Alors que l'Assemblée nationale se prépare à débattre du budget de l'État pour 2026, la ministre des Comptes publics, Amélie de Montchalin, reste ouverte à l'idée d'adopter des mesures exceptionnelles. Lors d'une interview sur RTL, elle a affirmé ne vouloir écarter aucune option pour garantir un budget bénéfique aux Français.

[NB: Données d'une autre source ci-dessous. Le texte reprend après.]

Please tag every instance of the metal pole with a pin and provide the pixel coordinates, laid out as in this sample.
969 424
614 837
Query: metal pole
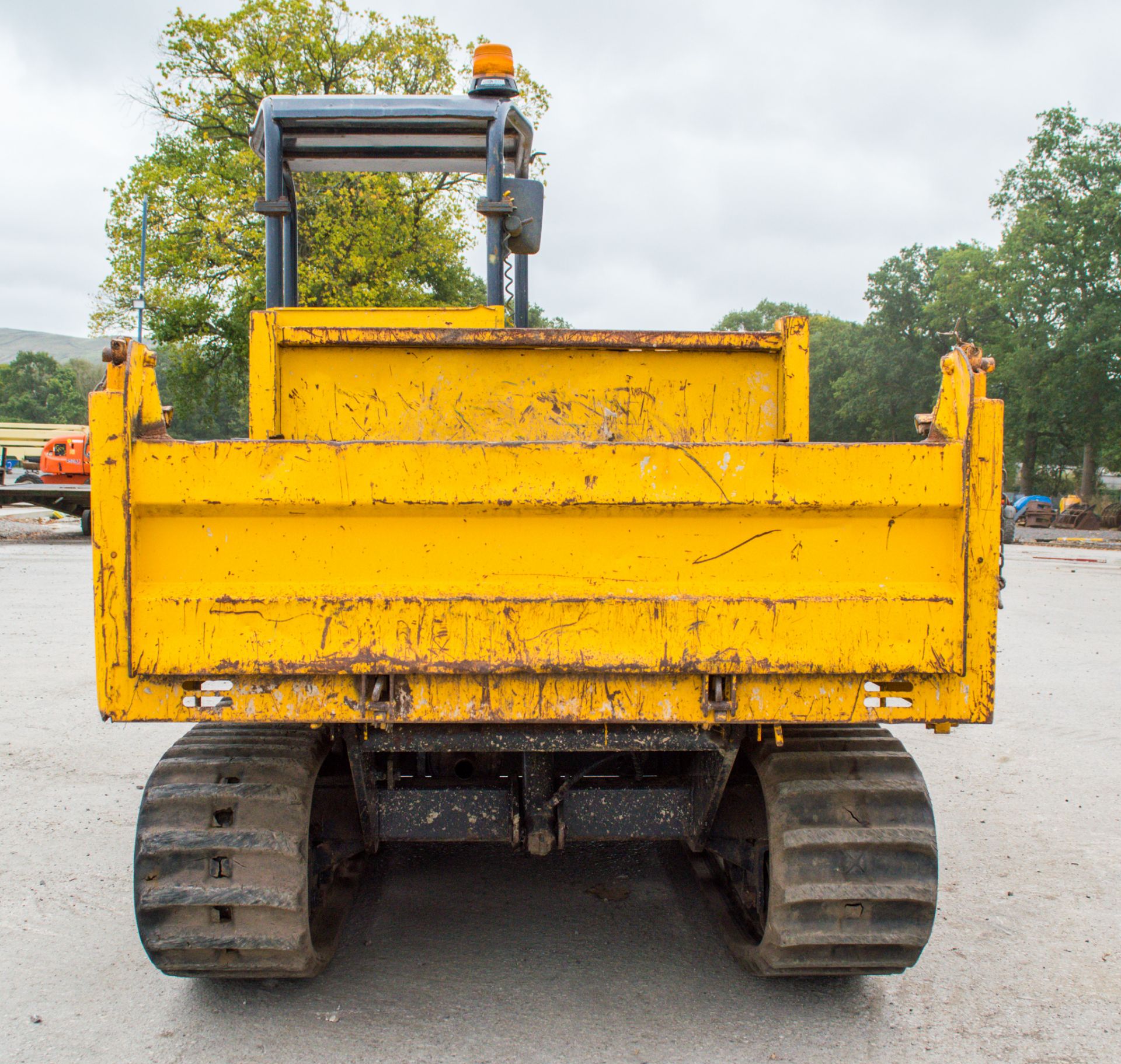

Malgré l'impasse qui perdure depuis quelques semaines, le gouvernement espère trouver un consensus lors de la nouvelle lecture du projet qui commence ce jeudi. Plus de 2 000 amendements ont été proposés, ce qui laisse entrevoir une bataille budgétaire inédite au sein de l'Hémicycle. Montchalin a déclaré qu'en cas d'impossibilité de voter, des méthodes alternatives pourraient être envisagées, notamment l'utilisation du 49.3, qui permet au gouvernement de passer un texte sans vote.

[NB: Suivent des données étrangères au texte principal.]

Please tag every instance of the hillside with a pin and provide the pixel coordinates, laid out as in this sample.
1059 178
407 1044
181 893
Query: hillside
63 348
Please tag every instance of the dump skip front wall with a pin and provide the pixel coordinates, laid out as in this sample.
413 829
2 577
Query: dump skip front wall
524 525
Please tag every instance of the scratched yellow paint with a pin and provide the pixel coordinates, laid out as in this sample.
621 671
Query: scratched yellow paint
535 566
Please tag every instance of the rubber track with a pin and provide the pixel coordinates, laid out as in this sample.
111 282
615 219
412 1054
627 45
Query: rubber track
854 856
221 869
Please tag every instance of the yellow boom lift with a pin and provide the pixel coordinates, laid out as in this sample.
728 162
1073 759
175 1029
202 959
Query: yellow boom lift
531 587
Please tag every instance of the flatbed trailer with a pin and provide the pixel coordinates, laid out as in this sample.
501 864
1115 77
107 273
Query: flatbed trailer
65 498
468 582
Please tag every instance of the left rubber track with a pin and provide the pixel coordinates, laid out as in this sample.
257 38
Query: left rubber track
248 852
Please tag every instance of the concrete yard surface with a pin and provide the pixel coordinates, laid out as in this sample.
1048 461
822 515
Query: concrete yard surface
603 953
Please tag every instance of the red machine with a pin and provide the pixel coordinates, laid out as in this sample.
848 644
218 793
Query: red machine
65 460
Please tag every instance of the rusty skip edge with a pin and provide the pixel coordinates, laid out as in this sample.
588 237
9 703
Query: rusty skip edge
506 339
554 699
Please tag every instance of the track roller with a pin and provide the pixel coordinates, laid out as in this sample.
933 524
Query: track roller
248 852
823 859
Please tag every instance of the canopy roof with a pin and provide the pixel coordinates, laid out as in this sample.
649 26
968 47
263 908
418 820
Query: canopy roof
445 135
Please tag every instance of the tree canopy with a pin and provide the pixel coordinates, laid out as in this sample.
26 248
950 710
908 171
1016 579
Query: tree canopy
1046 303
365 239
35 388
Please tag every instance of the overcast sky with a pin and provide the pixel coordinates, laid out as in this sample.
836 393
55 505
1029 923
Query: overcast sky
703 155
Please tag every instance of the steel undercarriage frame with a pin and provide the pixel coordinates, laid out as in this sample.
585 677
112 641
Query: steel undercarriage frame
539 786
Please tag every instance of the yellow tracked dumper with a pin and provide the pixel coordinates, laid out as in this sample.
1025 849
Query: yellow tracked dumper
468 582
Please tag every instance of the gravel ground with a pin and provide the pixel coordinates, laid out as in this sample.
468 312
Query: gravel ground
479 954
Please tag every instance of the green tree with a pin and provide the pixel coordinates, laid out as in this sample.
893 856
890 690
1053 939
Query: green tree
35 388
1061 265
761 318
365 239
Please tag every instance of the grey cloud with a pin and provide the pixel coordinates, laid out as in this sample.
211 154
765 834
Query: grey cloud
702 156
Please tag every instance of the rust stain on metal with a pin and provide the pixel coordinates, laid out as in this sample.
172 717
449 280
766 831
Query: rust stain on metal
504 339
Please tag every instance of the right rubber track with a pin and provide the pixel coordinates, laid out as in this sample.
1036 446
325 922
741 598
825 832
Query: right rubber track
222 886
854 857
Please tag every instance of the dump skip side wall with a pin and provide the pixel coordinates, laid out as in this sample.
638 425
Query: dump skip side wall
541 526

Le besoin urgent de réduire le déficit public en dessous de 5 % d'ici 2026 ajoute une pression supplémentaire. Lors d'une commission mixte paritaire, il est devenu clair qu'aucun accord n'avait pu être atteint entre les différentes instances parlementaires sur une version unifiée du budget. Face à cette situation, le gouvernement a dû adopter une loi spéciale pour assurer la continuité de l'État, reconduisant ainsi les impôts de 2025.
L'opposition est divisé, notamment avec le Parti communiste français et les Verts annonçant leur intention de voter contre le projet. D'autres acteurs, tels que le Parti socialiste, se trouvent dans une position délicate, ayant des exigences de dépenses qui divergent nettement des propositions gouvernementales. En effet, le rapporteur général budget, Philippe Juvin, suggère une hausse des recettes de 2,93 milliards d'euros, tandis que les socialistes souhaitent une augmentation de 9 milliards.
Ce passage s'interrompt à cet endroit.